In 2008, he won an individual bronze medal at the U17 World Championships in Acireale in Sicily. In 2010, he won an individual bronze medal and a team bronze medal in the U20 European Championships in Moscow. In 2010, he was U20 UK National Foil Champion and reached the quarter finals of the World University Games in 2011. Later that year, he won the Leon Paul International in London and won the foil title at the British Fencing Championships. In 2012 he was the UK National Team Foil Champion and reached the quarter finals of the World University Games in 2013. He competed in the Commonwealth Fencing Championships at Largs in November 2014, coming 3rd overall in the individual competition and 1st in the team event.

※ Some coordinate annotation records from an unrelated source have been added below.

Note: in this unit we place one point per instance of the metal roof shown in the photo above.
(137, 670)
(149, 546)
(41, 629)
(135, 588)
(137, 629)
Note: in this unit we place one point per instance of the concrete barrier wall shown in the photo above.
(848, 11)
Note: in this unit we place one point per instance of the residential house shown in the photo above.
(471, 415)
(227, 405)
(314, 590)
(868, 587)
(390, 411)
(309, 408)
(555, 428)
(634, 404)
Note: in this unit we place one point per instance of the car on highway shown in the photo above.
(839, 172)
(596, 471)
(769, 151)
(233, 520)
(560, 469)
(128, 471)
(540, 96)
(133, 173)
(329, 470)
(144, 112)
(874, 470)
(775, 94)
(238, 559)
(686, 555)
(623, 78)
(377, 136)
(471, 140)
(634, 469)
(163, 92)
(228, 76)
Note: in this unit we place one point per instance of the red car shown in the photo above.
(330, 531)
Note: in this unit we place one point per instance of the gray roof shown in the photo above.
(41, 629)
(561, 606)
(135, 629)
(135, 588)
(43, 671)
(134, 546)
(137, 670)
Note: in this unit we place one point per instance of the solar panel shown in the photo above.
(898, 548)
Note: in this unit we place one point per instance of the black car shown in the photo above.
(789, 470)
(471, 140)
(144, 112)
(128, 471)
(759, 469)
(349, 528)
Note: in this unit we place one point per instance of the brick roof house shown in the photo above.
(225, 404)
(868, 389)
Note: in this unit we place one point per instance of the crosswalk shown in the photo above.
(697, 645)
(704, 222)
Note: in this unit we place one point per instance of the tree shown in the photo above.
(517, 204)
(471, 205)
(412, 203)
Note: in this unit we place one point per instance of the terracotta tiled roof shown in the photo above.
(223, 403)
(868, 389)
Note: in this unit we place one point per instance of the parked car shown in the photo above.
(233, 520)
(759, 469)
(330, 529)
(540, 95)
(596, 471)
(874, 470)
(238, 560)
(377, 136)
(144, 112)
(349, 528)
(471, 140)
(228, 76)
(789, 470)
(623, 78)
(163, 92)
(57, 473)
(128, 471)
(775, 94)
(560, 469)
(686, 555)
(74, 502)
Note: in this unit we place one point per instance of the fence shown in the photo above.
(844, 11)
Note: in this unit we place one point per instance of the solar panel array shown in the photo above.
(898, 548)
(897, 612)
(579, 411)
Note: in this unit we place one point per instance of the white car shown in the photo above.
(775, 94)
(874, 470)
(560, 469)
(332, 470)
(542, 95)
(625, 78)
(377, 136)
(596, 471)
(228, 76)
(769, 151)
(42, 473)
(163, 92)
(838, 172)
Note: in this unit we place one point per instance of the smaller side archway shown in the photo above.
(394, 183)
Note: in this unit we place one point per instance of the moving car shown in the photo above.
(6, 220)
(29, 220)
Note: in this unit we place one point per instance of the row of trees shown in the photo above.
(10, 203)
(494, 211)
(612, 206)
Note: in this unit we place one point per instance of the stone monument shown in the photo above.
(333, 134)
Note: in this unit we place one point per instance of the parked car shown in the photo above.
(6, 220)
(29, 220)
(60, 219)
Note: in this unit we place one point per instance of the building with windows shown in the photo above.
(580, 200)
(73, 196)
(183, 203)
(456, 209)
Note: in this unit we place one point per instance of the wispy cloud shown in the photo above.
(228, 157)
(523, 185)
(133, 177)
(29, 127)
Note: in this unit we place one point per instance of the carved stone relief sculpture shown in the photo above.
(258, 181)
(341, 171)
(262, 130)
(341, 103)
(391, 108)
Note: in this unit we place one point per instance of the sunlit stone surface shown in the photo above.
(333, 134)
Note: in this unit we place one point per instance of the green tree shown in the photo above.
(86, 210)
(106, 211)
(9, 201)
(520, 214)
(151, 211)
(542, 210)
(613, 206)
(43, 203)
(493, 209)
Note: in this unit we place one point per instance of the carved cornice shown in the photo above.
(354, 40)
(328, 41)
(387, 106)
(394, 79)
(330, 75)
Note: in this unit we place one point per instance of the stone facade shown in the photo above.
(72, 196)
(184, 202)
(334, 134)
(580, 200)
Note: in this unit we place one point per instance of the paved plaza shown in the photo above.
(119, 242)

He represented Great Britain at the following events:
- U17 European Championships in 2007 (Novy Sad, Serbia).
- U17 World Championships in 2007 (Belek, Turkey).
- U17 European Championships in 2008 (Rovigo, Italy).
- U17 World Championships in 2008 (Acireale, Italy)
- U20 European Championships in 2008 (Amsterdam)
- U20 World Championships in 2009 (Belfast, Northern Ireland)
- U20 European Championship in 2009 (Odense, Denmark)
- U20 World Championships in 2010 (Baku, Azerbaijan)
- U20 European Championships in 2010 (Moscow)
- U20 World Championships in 2011 (Amman, Jordan)
- Senior European Championships in 2012 (Legnano, Italy)
- World University Games in 2011 (Szhenzhen, China)
- Olympic Games in 2012 (London)
- World University Games in 2013 (Kazan, Russia)
- Commonwealth Fencing Championships in 2014 (Largs, Scotland)
- Cairo World Cup 2017
- Turin Grand Prix 2017
- Paris World Cup 2018
- Bonn World Cup 2018

==Personal life==

Husayn was a student at the University of Greenwich where he obtained an undergraduate degree in Mathematics. He pursued a master's degree in Big Data Analytics at the University of Greenwich following the completion of his undergraduate degree. Husayn got married in 2014 and is the father of a daughter.